The team I’ve been placed on is called the HSH Penguins, and is almost entirely composed of Canadian Paraplegic Association staff. The man in the penguin suit is Richard McCallum, lead job developer with the employment services department. He tells me the penguin is the department’s mascot.
So how’d he get saddled with the suit?
“I drew the short anchovy.”
It’s race time. Starting on the line for us is Diana McCauley. She’s one of just two on our team who actually uses a wheelchair.
At the horn, McCauley’s off, but she immediately gets shoved into the boundary cones by another chair. She keeps it together, though, and maintains a good pace around the track and back to the line.
Errol Cyrus is second. He gets around without a hitch.
And then it’s my turn. Cyrus hits the line and gets out of the chair. I jump in. I lean forward. I put my chest on my knees. I push.
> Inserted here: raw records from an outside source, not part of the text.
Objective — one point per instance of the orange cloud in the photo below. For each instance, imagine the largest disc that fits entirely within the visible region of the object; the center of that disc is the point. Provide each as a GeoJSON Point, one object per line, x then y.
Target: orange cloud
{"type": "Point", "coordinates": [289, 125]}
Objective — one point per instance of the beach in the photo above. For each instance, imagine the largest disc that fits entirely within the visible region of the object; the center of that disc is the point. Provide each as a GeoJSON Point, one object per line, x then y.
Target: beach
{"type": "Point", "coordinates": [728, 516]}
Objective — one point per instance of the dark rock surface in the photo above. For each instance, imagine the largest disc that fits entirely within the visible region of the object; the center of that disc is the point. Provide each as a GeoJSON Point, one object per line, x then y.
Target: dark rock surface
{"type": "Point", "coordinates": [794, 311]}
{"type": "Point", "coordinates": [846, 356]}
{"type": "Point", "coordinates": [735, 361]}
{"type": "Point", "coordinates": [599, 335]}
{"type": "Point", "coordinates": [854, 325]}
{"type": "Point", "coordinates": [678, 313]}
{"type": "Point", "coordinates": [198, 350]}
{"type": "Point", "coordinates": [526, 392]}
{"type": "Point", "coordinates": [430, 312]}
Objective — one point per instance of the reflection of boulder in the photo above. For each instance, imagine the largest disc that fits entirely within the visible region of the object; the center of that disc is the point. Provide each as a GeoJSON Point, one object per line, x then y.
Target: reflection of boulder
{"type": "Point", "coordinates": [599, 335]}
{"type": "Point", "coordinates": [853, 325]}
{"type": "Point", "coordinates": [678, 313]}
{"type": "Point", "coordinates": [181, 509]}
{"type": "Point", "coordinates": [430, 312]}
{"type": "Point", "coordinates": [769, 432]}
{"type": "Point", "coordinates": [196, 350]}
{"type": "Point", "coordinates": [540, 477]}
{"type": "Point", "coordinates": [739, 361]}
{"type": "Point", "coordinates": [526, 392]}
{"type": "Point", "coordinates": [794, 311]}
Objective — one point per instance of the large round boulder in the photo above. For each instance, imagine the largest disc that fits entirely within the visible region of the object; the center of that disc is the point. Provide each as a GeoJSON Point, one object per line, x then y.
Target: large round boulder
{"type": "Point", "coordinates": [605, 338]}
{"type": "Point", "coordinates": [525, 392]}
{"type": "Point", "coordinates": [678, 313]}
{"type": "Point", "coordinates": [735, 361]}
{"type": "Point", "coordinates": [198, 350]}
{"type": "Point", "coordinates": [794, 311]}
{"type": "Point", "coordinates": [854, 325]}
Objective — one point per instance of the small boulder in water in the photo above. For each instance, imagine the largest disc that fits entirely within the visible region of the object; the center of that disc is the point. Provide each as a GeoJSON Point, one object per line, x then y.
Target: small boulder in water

I get a good start off the line and head into the first corner. The whole team seems to agree that it’s the tougher of the two. I nearly wipe out a few inside cones on the bend, and actually manage to pass somebody as I come out of the turn.
Cyrus has recovered from his bout and catches up with me, following alongside, clapping and shouting encouragement. It works, because I fly along the straight faster than I thought I was capable of.
Then I hit the hill.
My momentum carries me up the slope, but there’s another wheelchair ahead of me starting into the second turn. The sign tied to its back falls off, and its rider stops to recover it. I have to slow to a near-halt, path my way around the outside of the stalled chair, and get myself rolling again.
The grade is minuscule, not even one percent, practically unnoticeable when walking, but I feel like a tractor-trailer going up the side of the Rockies. I haul myself around the turn, pull by laborious pull, and struggle the rest of the way to the line. I make way for our fourth rider and try to imagine having to do that every day for the rest of my life.
“Your whole life changes in that one day,” says McCauley. She has been using a wheelchair for over 25 years, ever since she injured herself while skiing. “But you deal with what you have to deal with. There are a lot of things to deal with, not just mobility issues and getting around. There’s all the other things — just trying to get by in a society that’s not very accessible.”
The Penguins finish with the thoroughly average team time of about 12 minutes, four minutes off the best time. I feel like I won a marathon.
I ask Cyrus how his lap had gone.
“I said to myself: Finish,” he says. “The important thing is to finish, that and to not fall out of the chair.”
Yeah, I know what that feels like. But how was it last September?
“Grueling. You had to do two laps.”
I think I picked the right year to start.
About the association
The Canadian Paraplegic Association has been helping people with spinal cord injuries and mobility disabilities since 1945, when it was founded by injured World War II veterans.
According to its statistics, one Ontarian suffers a paralyzing injury per day.
“The Canadian Paraplegic Association is a really important organization for people who had a spinal cord injury,” employment services manager Diana McCauley says. “We play a really important part once people [with an injury] leave a rehab centre. We’re there to support people once they go back into the community.”
Over the past 16 years the Wheelchair Relay Challenge has raised more than $3.6 million in Toronto alone to support services for people recovering from spinal injuries. This year’s tally sits near $112,000 with more donations still arriving as of press time. The top fundraising team gathered more than $8,800 and a single racer brought in $7,000.